The National Significant Wildland Fire Potential Outlook issued December 1 by the Predictive Services section at the National Interagency Fire Center predicts wildfire potential will be higher than normal in the Southern Plains through March, 2021. This will include portions of Texas, Oklahoma, and Kansas. Most of the southwest one-quarter of the United States is currently experiencing abnormally dry or drought conditions.
The data from NIFC shown here represents the cumulative forecasts of the ten Geographic Area Predictive Services Units and the National Predictive Services Unit.
- An excerpt from the NIFC narrative report for the next several months;
- More of NIFC’s monthly graphical outlooks;
- NOAA’s three-month temperature and precipitation forecasts;
- Drought Monitor;
- Keetch-Byram Drought Index.
“La Niña and current fuel conditions remain the principal drivers of significant fire potential into spring. Drought conditions are expected to continue for much of California, the Great Basin, and the Southwest into the winter with drying expected to increase across portions of the southern Plains and Southeast. Offshore wind events will continue to be a concern across southern California in December given the dry fuels and lack of forecast precipitation through early December. Wind events may also drive short duration large fire activity in portions of the Great Basin, Southwest, and northern California, especially at lower elevations.
“Warmer and drier than normal conditions are expected across the southern tier of the US this winter and into spring due to La Niña and other large-scale climate forcing.

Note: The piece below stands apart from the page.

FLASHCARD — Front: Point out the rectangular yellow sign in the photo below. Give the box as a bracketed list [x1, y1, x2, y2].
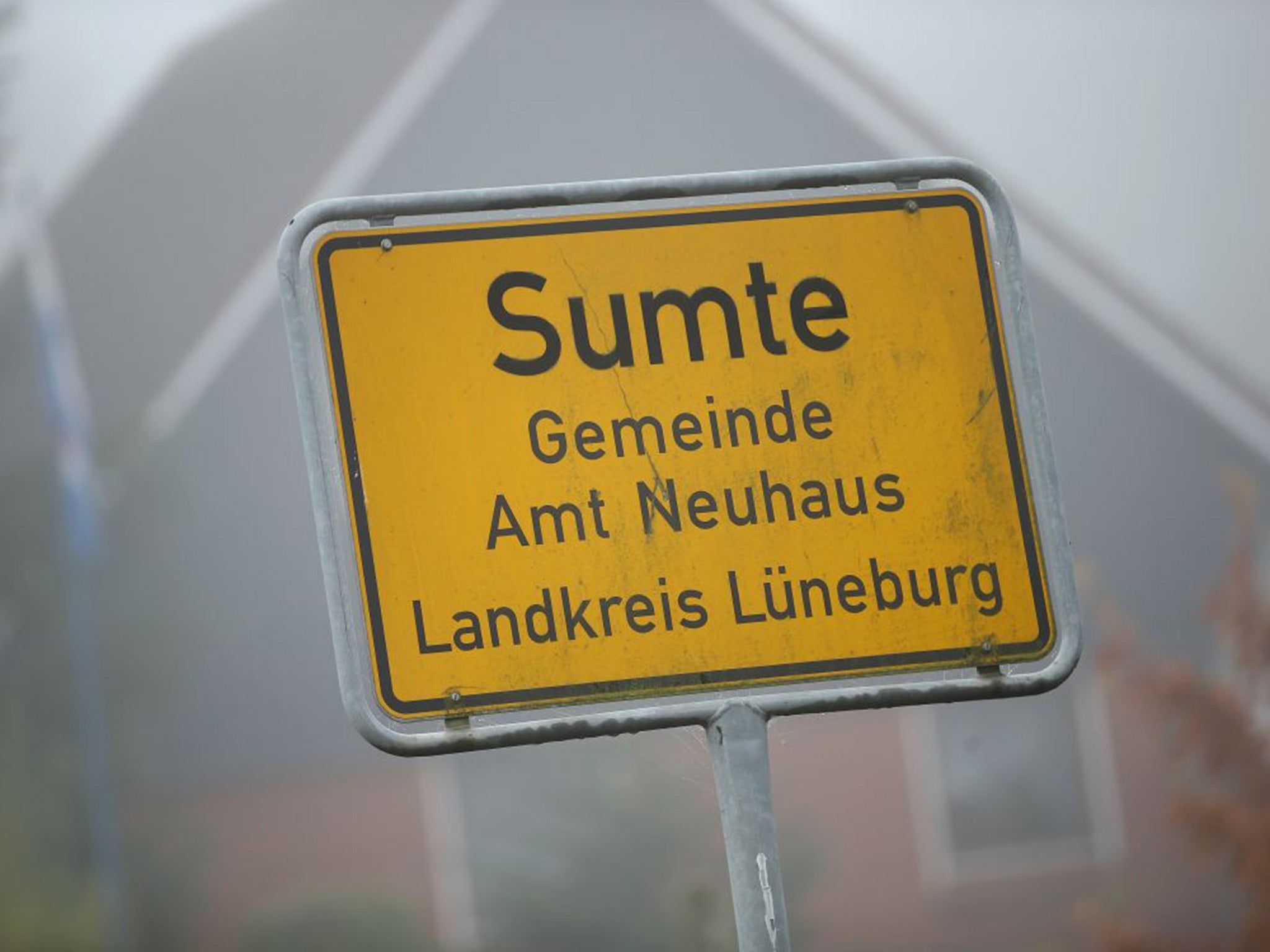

As a result, drought intensification and expansion across portions of the Plains, Southwest, southern California, Texas, and along the Gulf coast into Georgia are likely. Above normal significant fire potential is forecast in portions of the Southwest, southern and central Plains, and the Southern Area, especially near the Gulf and Atlantic coasts this winter into spring due to these warmer and drier conditions. Strong wind and low relative humidity (RH) events could occasionally increase significant fire potential in portions of the Great Basin as well.”